A: Using the binomial expansion, $(a+b)^2 = a^2+2ab+b^2$. If we FOIL as normal we get $(a+b)^2=a^2+ab+ba+b^2$. For the answers to be the same then, ab = ba, or the operation must be commutative. Since function composition is not commutative by contradiction, or it is not always true that $fog(x) = gof(x)$, we can conclude that the normal Binomial Expansion theorem does not hold with function composition.
My thinkings/confusions on this:
(1) I have tried to write this out in ways such as $(fog(x)+gof(x))^2$ and $(f(x)+g(x))^2$, but none seem to work. Using these two as representations simply led to the conclusion that the binomial expansion does work. Is it possible for this situation to be modeled with a correct binomial form $(a+b)^2$, or does the question have abstraction that doesn't let that happen? If we can, what should a and b be?

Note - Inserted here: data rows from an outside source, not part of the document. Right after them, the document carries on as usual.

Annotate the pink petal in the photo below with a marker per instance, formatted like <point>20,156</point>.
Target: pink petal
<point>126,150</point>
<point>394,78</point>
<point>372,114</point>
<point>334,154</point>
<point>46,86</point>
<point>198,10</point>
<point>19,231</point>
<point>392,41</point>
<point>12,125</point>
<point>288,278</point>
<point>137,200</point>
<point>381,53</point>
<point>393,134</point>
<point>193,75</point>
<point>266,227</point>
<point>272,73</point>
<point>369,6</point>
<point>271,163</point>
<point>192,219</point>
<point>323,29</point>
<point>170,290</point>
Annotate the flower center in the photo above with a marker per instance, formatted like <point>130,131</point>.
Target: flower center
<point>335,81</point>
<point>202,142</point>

(2) The answer is telling us that ab not being ba is the same thing as $fog(x)$ not being $gof(x)$, but I don't understand, aren't these two completely different commutativities (don't worry, I know that's not a word). $ab$ has to do with multiplication, $a*b$. Doesn't the non commutativeness of function composition get broken when we multiply. How can we take the statement that $fog(x)$ is not $gof(x)$, and use it to imply that two things multiplied, with relation to function composition, don't follow the commutative property of multiplication?
Best Answer
You should think about it like this $(f\circ g)(x)\cdot (g\circ f)(x)= f(g(x))\cdot g(f(x))=g(f(x))\cdot f(g(x))=(g\circ f)(x)\cdot (f\circ g)(x)$
In essence, it is true that $(f\circ g)(x)\neq (g\circ f)(x)$
Each composition will give a new function. Lets name these functions.
Let $(f\circ g)(x) = h(x)$
Let $(g\circ f)(x) = j(x)$
We know that $h(x)j(x)=j(x)h(x)$ since this is not a composition. Then $$(h(x)+j(x))^2=(h(x))^2+h(x)j(x)+j(x)h(x)+(j(x))^2=(h(x))^2+2h(x)j(x)+(j(x))^2$$ Since $h(x)j(x)=j(x)h(x)$.